1. At the beginning of the deposition, deposing counsel shall instruct the witness to ask deposing counsel, rather than witness' own counsel, for clarifications, definitions, or explanations of any words, questions, or documents presented during the course of the deposition. The witness shall abide by these instructions.

2. All objections, except those which would be waived if not made at the deposition, and those necessary to assert a privilege, to enforce a limitation on evidence directed by the court, or to present a motion pursuant to relevant law, shall be preserved. Therefore, those objections need not and shall not be made during the course of depositions.

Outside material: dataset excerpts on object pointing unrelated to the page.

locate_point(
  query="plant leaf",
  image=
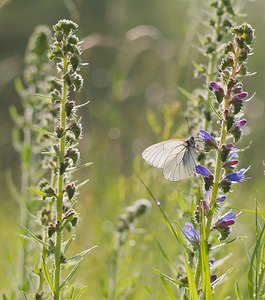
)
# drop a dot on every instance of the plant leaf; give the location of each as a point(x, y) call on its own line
point(70, 275)
point(81, 292)
point(37, 192)
point(47, 274)
point(80, 255)
point(34, 237)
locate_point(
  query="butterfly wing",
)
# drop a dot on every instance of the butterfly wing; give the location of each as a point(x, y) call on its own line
point(157, 154)
point(180, 164)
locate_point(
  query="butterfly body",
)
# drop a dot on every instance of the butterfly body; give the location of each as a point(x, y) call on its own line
point(176, 157)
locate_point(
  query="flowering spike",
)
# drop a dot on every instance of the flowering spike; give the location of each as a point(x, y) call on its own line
point(191, 234)
point(201, 170)
point(236, 176)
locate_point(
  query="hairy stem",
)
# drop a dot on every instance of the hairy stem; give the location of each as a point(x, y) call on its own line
point(59, 202)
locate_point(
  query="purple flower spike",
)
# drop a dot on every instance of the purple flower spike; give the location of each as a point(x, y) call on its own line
point(242, 95)
point(215, 86)
point(201, 170)
point(204, 135)
point(233, 154)
point(213, 278)
point(209, 141)
point(190, 233)
point(220, 198)
point(241, 123)
point(226, 220)
point(237, 176)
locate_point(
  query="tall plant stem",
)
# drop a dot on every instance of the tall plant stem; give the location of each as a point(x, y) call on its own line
point(59, 202)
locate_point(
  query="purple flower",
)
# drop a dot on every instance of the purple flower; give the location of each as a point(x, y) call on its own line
point(190, 233)
point(221, 198)
point(241, 123)
point(208, 139)
point(230, 163)
point(215, 86)
point(226, 220)
point(204, 135)
point(233, 153)
point(240, 96)
point(236, 176)
point(201, 170)
point(213, 278)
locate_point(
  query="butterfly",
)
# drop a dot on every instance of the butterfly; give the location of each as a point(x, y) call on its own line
point(176, 157)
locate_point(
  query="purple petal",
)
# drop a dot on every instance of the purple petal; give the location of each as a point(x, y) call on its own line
point(221, 198)
point(213, 278)
point(241, 123)
point(201, 170)
point(215, 86)
point(204, 135)
point(242, 95)
point(190, 233)
point(237, 176)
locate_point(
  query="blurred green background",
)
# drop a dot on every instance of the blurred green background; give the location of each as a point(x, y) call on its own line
point(139, 52)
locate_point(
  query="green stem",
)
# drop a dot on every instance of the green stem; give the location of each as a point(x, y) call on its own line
point(212, 69)
point(59, 202)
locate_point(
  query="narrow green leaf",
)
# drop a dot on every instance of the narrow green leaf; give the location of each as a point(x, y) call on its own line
point(150, 292)
point(47, 275)
point(37, 192)
point(176, 233)
point(169, 261)
point(191, 281)
point(167, 288)
point(12, 187)
point(83, 104)
point(16, 118)
point(41, 130)
point(80, 255)
point(24, 295)
point(71, 294)
point(43, 96)
point(221, 278)
point(68, 243)
point(81, 292)
point(34, 237)
point(68, 220)
point(82, 184)
point(18, 86)
point(73, 169)
point(189, 95)
point(252, 268)
point(70, 275)
point(168, 278)
point(239, 295)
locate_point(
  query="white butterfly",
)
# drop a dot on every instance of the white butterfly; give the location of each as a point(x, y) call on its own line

3. Counsel shall not direct or request that a witness not answer a question, unless that counsel has objected to the question on the ground that the answer is protected by a privilege or a limitation on evidence directed by the court. .

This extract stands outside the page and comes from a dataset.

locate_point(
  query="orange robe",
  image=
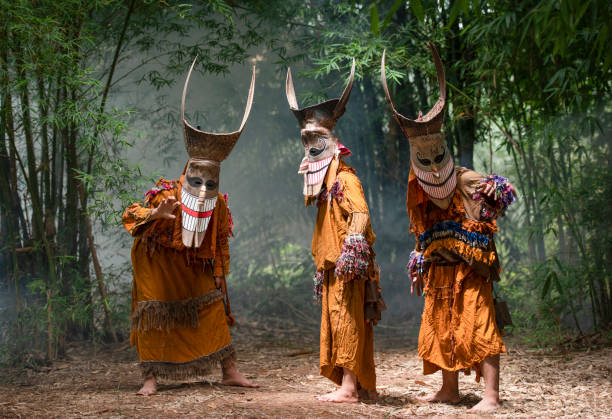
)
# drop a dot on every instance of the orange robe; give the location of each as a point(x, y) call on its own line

4. Counsel shall not make objections or statements which might suggest an answer to a witness. Counsel's statements when making objections shall be succinct and verbally economical, stating the basis for the objection and nothing more.

5. Counsel and their witness-clients shall not engage in private, off-the-record conferences during depositions or during breaks or recesses, except for the purpose of deciding whether to assert a privilege.

6. Any conferences which occurs pursuant to, or in violation of, guideline above are a proper subject for inquiry by deposing counsel to determine whether there has been any witness - coaching.

7.Deposing counsel shall provide to the witness' counsel a copy of all documents shown to the witness during the deposition. The copies shall be provided either before the deposition begins or contemporaneously with the showing of each document to the witness. The witness and the witness's counsel do not have the right to discuss documents privately before the witness answers questions about them.

If there is no agreement on all points, I simply go to the Judge .

Videotaping the first deposition.

I now almost always videotape a the first deposition that I take with opposing counsel that has a reputation of being difficult. I find that usually that will tamp down the manner in which counsel acts. But now always. One firm had a young lawyer literally jump out of his chair, on camera, when about 2 hours into a deposition he objected and shouted "asked and answered!"
How do you handle it?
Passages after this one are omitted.